Who are we and why we were created?

Created to wait for something, for what?

On what to rely when all around us waiting.

We wait for it to pass. Maybe something happens?

We are delayed!

Miloš Vučićević is currently working on his Master Degree at the Academy of Fine Arts in Trebinje,Bosnia & Herzegovina.

He is one of the founders and chief representative of an association of Artists RAKURS, Serbia and a member of the art group RIZBA (BiH).



ALEMBIC MAYA V2.0 / video


My practice revolves around ideas involving object oriented ontology or an invested equalised interest in all objects: in particular, I speak of and to the banal, the everyday, the alien things that exist in both domestic and public settings, interior and exterior, macro and micro. I experiment with illusion, simulation, reproduction in constructing 2D/3D virtual realities that echo the real and am strongly influenced by science fiction and speculative realist-based writings. The viral potential of self-aware contemporary mythologies, the integration of science and technology within art and their resulting ethical questions, and cultural trends in online communities are all recurring metamodernist themes I investigate within my own, constantly evolving myth.

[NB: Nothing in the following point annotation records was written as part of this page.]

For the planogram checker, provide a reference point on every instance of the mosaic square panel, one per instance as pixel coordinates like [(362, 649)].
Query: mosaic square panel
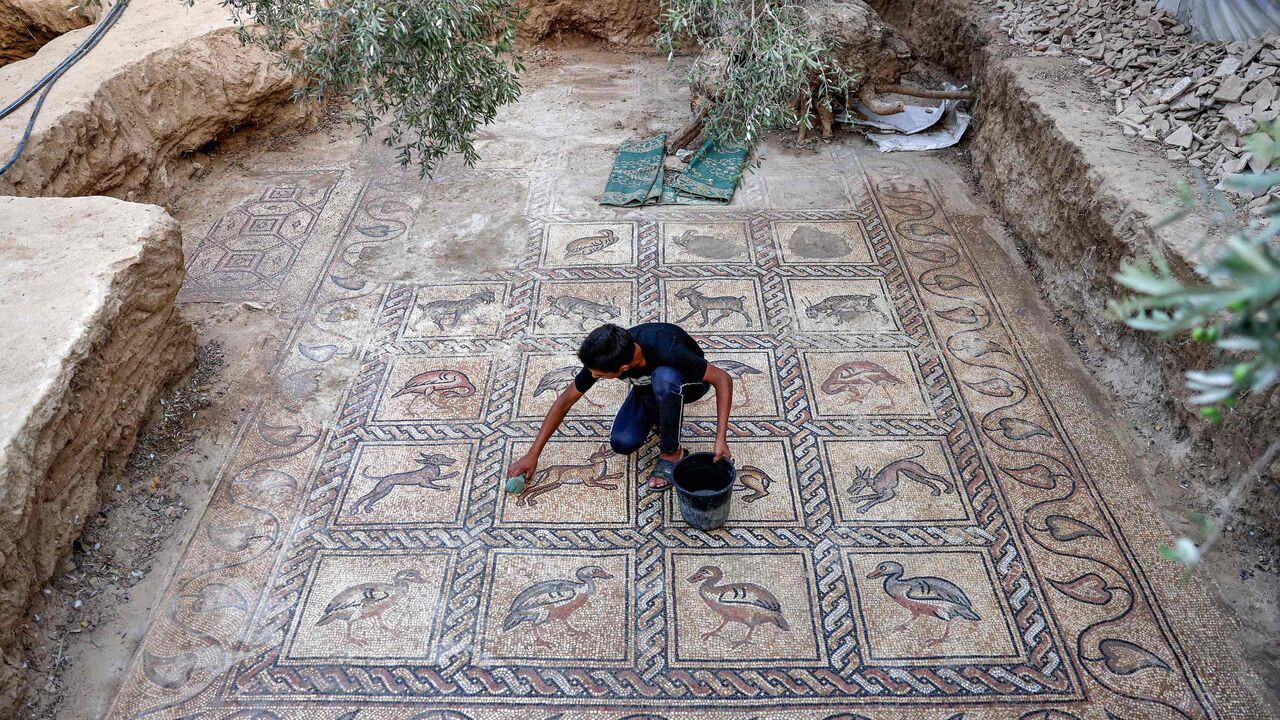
[(433, 388), (407, 483), (457, 310), (755, 392), (940, 606), (743, 607), (252, 249), (877, 383), (892, 481), (549, 607), (545, 374), (713, 305), (846, 305), (579, 483), (577, 308), (764, 493), (373, 609), (572, 245), (823, 242), (699, 244)]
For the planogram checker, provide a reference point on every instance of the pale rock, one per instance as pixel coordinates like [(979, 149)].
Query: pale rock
[(1228, 67), (1185, 103), (1175, 90), (96, 342), (1230, 89), (1258, 71), (1262, 92), (1180, 137)]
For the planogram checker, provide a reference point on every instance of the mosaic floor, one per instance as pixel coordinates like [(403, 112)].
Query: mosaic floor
[(923, 528)]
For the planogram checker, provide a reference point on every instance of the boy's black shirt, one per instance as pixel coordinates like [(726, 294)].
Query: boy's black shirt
[(663, 345)]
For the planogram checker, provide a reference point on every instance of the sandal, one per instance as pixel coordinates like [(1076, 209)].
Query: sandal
[(662, 470)]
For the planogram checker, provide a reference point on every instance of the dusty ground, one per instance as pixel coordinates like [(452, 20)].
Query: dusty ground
[(97, 609)]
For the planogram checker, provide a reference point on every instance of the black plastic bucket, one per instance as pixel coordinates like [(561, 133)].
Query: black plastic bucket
[(704, 488)]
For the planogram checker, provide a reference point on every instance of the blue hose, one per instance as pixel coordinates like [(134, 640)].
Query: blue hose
[(46, 82)]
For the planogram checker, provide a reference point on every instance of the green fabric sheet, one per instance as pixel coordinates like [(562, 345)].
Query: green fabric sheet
[(638, 176)]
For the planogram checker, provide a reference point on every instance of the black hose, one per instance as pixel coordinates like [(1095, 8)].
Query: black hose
[(46, 82)]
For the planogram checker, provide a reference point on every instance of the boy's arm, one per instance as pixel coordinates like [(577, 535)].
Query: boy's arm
[(528, 465), (723, 386)]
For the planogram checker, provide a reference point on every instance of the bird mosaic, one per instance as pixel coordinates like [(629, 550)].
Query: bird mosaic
[(926, 596), (553, 601), (369, 601), (745, 604)]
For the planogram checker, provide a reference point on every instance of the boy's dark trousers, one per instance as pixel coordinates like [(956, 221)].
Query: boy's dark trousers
[(662, 404)]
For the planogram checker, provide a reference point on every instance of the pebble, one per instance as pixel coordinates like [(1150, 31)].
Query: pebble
[(1200, 99), (1180, 137)]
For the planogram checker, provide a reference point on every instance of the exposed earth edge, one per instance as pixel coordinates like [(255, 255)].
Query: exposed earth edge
[(1079, 197), (101, 341)]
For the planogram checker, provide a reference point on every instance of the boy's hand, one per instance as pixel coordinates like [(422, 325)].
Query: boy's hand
[(525, 465), (722, 450)]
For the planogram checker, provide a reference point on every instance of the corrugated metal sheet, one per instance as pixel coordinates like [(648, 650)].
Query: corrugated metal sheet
[(1228, 19)]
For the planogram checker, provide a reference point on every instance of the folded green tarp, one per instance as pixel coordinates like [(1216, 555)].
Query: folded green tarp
[(638, 176)]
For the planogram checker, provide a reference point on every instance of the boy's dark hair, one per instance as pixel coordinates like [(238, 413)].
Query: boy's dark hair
[(607, 349)]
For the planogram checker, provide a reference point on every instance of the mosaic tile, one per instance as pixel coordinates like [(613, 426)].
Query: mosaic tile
[(918, 532)]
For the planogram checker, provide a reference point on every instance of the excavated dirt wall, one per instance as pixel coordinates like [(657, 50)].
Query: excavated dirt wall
[(621, 22), (97, 340), (124, 122), (1080, 197), (26, 26)]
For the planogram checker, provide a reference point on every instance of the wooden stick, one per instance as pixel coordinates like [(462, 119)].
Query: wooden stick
[(867, 94), (686, 135), (928, 94)]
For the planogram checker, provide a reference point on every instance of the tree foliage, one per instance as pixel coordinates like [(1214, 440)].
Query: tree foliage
[(758, 58), (1237, 309), (432, 71)]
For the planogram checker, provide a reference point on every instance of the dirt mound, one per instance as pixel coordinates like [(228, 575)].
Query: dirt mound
[(622, 22), (26, 26)]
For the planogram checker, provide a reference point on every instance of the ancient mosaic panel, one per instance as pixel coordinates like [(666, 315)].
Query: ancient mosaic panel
[(248, 253), (913, 532)]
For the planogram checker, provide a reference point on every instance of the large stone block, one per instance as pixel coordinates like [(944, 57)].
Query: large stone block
[(91, 337)]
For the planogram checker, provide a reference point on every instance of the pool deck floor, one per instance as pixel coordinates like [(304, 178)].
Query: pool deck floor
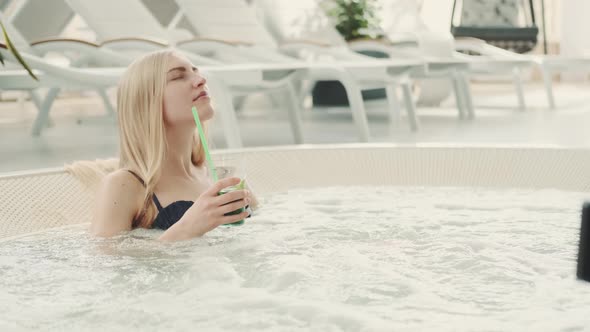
[(81, 129)]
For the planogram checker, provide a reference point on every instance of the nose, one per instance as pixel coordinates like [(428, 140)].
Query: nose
[(199, 81)]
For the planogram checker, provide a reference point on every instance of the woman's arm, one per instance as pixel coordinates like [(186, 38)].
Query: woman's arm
[(118, 200), (208, 211)]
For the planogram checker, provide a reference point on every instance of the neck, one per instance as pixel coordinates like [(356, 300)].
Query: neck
[(178, 158)]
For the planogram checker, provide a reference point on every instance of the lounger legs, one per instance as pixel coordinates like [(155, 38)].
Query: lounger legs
[(294, 113), (43, 108), (410, 108), (393, 103), (458, 97), (548, 87), (519, 90), (359, 115)]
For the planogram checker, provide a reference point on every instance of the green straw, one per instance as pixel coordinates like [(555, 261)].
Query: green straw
[(205, 146)]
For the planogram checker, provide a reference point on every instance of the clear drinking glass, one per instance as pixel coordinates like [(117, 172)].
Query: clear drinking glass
[(230, 165)]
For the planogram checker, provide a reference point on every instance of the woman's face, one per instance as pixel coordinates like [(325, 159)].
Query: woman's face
[(185, 88)]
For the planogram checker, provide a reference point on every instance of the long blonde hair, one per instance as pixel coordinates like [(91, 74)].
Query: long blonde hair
[(143, 145)]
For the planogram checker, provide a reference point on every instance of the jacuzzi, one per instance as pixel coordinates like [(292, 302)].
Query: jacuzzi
[(349, 237)]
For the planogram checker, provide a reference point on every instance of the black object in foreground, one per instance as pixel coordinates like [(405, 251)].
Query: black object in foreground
[(583, 270)]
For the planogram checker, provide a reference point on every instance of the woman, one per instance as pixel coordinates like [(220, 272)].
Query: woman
[(162, 181)]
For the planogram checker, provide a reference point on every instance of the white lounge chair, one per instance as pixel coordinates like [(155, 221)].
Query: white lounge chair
[(58, 77), (73, 52), (236, 20), (500, 18), (127, 24), (305, 20)]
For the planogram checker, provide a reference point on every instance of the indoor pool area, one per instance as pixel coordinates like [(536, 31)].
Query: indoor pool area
[(270, 165)]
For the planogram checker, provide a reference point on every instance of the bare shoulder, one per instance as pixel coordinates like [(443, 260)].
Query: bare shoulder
[(122, 180), (117, 202)]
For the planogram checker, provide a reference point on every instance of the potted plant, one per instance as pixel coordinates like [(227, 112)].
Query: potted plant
[(354, 20), (13, 50)]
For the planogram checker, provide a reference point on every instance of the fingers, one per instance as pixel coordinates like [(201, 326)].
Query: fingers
[(233, 206), (232, 196), (223, 183), (234, 218)]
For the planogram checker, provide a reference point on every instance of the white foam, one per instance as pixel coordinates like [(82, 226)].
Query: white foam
[(354, 258)]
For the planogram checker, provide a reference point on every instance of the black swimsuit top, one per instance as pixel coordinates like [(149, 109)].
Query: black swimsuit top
[(170, 214)]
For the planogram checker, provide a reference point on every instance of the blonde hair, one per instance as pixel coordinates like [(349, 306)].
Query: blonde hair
[(143, 145)]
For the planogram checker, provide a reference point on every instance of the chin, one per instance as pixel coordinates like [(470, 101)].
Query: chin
[(206, 112)]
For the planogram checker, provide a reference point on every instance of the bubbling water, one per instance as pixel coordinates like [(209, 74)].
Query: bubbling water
[(338, 258)]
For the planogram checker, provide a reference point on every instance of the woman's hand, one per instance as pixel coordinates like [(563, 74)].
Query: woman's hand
[(208, 210)]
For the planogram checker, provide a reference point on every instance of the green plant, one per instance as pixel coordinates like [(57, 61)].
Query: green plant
[(14, 52), (355, 19)]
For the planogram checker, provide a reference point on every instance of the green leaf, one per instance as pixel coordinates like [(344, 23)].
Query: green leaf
[(16, 54)]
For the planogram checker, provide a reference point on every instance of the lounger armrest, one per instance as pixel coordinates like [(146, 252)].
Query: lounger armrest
[(370, 45), (64, 40), (474, 45), (305, 42), (84, 51), (135, 44), (213, 41), (296, 46)]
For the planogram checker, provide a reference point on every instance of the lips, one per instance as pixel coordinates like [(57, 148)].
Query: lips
[(202, 94)]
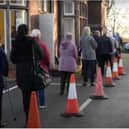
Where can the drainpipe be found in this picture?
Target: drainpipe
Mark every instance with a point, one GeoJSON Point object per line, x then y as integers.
{"type": "Point", "coordinates": [7, 33]}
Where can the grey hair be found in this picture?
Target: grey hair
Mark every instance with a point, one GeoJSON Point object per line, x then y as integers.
{"type": "Point", "coordinates": [36, 33]}
{"type": "Point", "coordinates": [86, 31]}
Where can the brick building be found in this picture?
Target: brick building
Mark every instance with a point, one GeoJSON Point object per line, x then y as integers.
{"type": "Point", "coordinates": [53, 17]}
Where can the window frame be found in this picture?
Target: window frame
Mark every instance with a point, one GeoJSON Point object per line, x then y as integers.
{"type": "Point", "coordinates": [73, 9]}
{"type": "Point", "coordinates": [73, 26]}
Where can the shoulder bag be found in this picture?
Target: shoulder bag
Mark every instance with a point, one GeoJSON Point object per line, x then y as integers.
{"type": "Point", "coordinates": [40, 79]}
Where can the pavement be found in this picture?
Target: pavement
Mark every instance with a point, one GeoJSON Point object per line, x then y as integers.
{"type": "Point", "coordinates": [110, 113]}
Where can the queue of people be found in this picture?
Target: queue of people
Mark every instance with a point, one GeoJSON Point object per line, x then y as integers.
{"type": "Point", "coordinates": [95, 50]}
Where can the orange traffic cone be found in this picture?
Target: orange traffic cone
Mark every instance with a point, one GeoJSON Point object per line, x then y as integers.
{"type": "Point", "coordinates": [72, 108]}
{"type": "Point", "coordinates": [33, 118]}
{"type": "Point", "coordinates": [108, 79]}
{"type": "Point", "coordinates": [99, 91]}
{"type": "Point", "coordinates": [121, 70]}
{"type": "Point", "coordinates": [115, 70]}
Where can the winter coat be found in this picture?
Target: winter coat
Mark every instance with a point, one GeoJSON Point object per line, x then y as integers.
{"type": "Point", "coordinates": [22, 56]}
{"type": "Point", "coordinates": [45, 61]}
{"type": "Point", "coordinates": [88, 46]}
{"type": "Point", "coordinates": [106, 45]}
{"type": "Point", "coordinates": [97, 39]}
{"type": "Point", "coordinates": [68, 55]}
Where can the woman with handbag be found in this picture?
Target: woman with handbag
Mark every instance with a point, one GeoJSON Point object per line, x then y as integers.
{"type": "Point", "coordinates": [67, 61]}
{"type": "Point", "coordinates": [44, 63]}
{"type": "Point", "coordinates": [22, 56]}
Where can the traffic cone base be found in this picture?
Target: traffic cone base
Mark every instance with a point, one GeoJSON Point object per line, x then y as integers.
{"type": "Point", "coordinates": [72, 107]}
{"type": "Point", "coordinates": [72, 114]}
{"type": "Point", "coordinates": [98, 97]}
{"type": "Point", "coordinates": [99, 90]}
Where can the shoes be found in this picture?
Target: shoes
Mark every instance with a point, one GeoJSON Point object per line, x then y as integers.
{"type": "Point", "coordinates": [93, 84]}
{"type": "Point", "coordinates": [2, 125]}
{"type": "Point", "coordinates": [61, 93]}
{"type": "Point", "coordinates": [84, 84]}
{"type": "Point", "coordinates": [41, 107]}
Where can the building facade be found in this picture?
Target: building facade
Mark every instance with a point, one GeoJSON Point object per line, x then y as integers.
{"type": "Point", "coordinates": [97, 14]}
{"type": "Point", "coordinates": [53, 17]}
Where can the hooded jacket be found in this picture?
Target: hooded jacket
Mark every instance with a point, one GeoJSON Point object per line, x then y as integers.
{"type": "Point", "coordinates": [68, 55]}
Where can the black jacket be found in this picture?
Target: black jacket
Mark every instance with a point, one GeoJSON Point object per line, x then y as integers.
{"type": "Point", "coordinates": [22, 56]}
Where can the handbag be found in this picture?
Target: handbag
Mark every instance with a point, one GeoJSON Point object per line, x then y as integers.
{"type": "Point", "coordinates": [40, 78]}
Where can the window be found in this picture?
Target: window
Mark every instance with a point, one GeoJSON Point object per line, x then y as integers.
{"type": "Point", "coordinates": [18, 17]}
{"type": "Point", "coordinates": [68, 7]}
{"type": "Point", "coordinates": [69, 26]}
{"type": "Point", "coordinates": [19, 2]}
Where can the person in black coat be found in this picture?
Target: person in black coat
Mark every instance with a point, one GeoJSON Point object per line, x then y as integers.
{"type": "Point", "coordinates": [97, 37]}
{"type": "Point", "coordinates": [22, 56]}
{"type": "Point", "coordinates": [3, 73]}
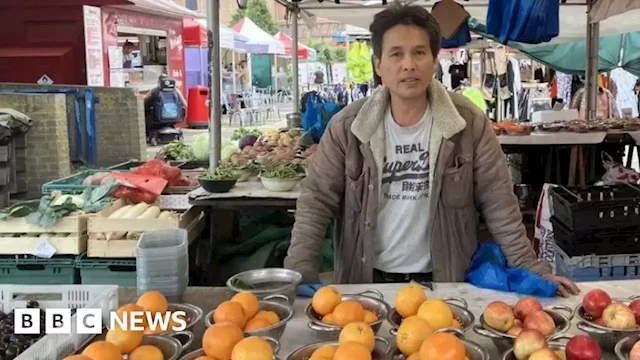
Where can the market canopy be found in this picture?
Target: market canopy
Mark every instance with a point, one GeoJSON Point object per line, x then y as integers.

The resulting installation-based works I make are often rhizomatic and unpredictable in nature: they consist of a variety of mediums and techniques, from wood-based large structures that house immersive spaces to sound reactive sculptures to videos that utilise digital voices and pan through architectural environments. I am interested in creating an ontography, or a geography of objects that speak and connect to one another, both separate yet intricately linked. I am not looking to dissolve the voice of the author but to bring it back as the voice of the undead – the reproduced, the digital, the twice removed.

My work is best described as a caricature, or a metaphor. It is the yearning of and the oscillation between things, people and objects that I find critically important: the grey slippages in between _______, _______. The interactive position of the viewer/audience is, therefore, also critically important to the understanding of my work. The absence of organic matter or presence (aside from a digitized, subjective voice) in my constructed environments speaks not of a lack of persona but rather presents a space in which the viewer might steer and map the course of their own ontography.